N is the number of RBs used in the RSSI measurement and varies with bandwidth.
Typical RSSI Ranges and What They Mean
RSSI doesn’t guarantee good service. High RSSI with low SINR = likely interference issues.
| RSSI (dBm) | Quality |
| -44 to -65 | Excellent |
| -66 to -75 | Good |
| -76 to -90 | Fair |
| -91 to -105 | Weak |
| < -105 | Poor coverage / likely unusable |
Impact of RSSI on User Experience
High RSSI but low throughput? That’s common in interference-heavy environments.
Poor RSSI leads to:
- Poor MCS selection
- More retransmissions (HARQ)
- Lower throughput
- Voice quality degradation
Common Misconceptions About RSSI
- “High RSSI = good network” – Not always. Could be full of interference.
- “Low RSSI = bad quality” – Possibly, but clean channels can still work.
- “RSSI and RSRP are interchangeable” – False. RSRP is filtered, RSSI is raw.

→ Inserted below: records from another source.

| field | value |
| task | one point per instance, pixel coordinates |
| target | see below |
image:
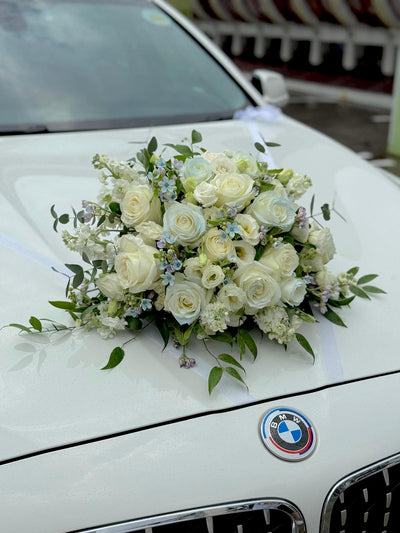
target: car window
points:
(90, 64)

Interference and RSSI Relationship
When interference is high:
- RSSI increases
- SINR drops
- RSRQ worsens
Engineers use this pattern to identify co-channel interference or overshooting cells.
RSSI in 5G vs LTE
5G still uses the concept of RSSI, but:
- It’s now SS-RSSI (from Synchronization Signal Block)

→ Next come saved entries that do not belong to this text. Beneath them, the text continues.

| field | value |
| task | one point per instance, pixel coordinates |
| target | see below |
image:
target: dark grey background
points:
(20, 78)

- Used in beam management for initial access
- 5G RSSI also combines multiple beams and frequencies
While RSRP, RSRQ, and SINR are the stars of LTE measurement, RSSI remains the original signal story-teller. It gives us the base layer of what the UE is receiving—useful or not.
If you’re building, optimizing, or troubleshooting LTE networks, ignoring RSSI is like ignoring the foundation of a building.
RSSI may not be refined, but it’s raw, honest, and always tells you something. It’s up to you to interpret it wisely.
References
- CableFree. (n.d.). RSRP, RSRQ and RSSI Measurement in LTE.
- TechTrained. (n.d.). LTE RSRP, RSRQ, RSSI Measurements – Explained.
- 3GPP TS 36.214 V16.0.0. (2019). Evolved Universal Terrestrial Radio Access (E-UTRA); Physical layer; Measurements. 3rd Generation Partnership Project (3GPP). Available at: https://www.3gpp.org/ftp/Specs/archive/36_series/36.214/
- Dahlman, E., Parkvall, S., & Skold, J. (2016). 4G: LTE/LTE-Advanced for Mobile Broadband. Academic Press.
- Rohde & Schwarz. (n.d.). Understanding LTE Signal Strength Parameters. Technical Whitepaper.
- Keysight Technologies. (n.d.). Field Testing of LTE Networks: Signal Quality and RF Performance Metrics. Application Note.
- Qualcomm. (n.d.). QXDM and LTE Signal Metrics Overview. Internal Training Material.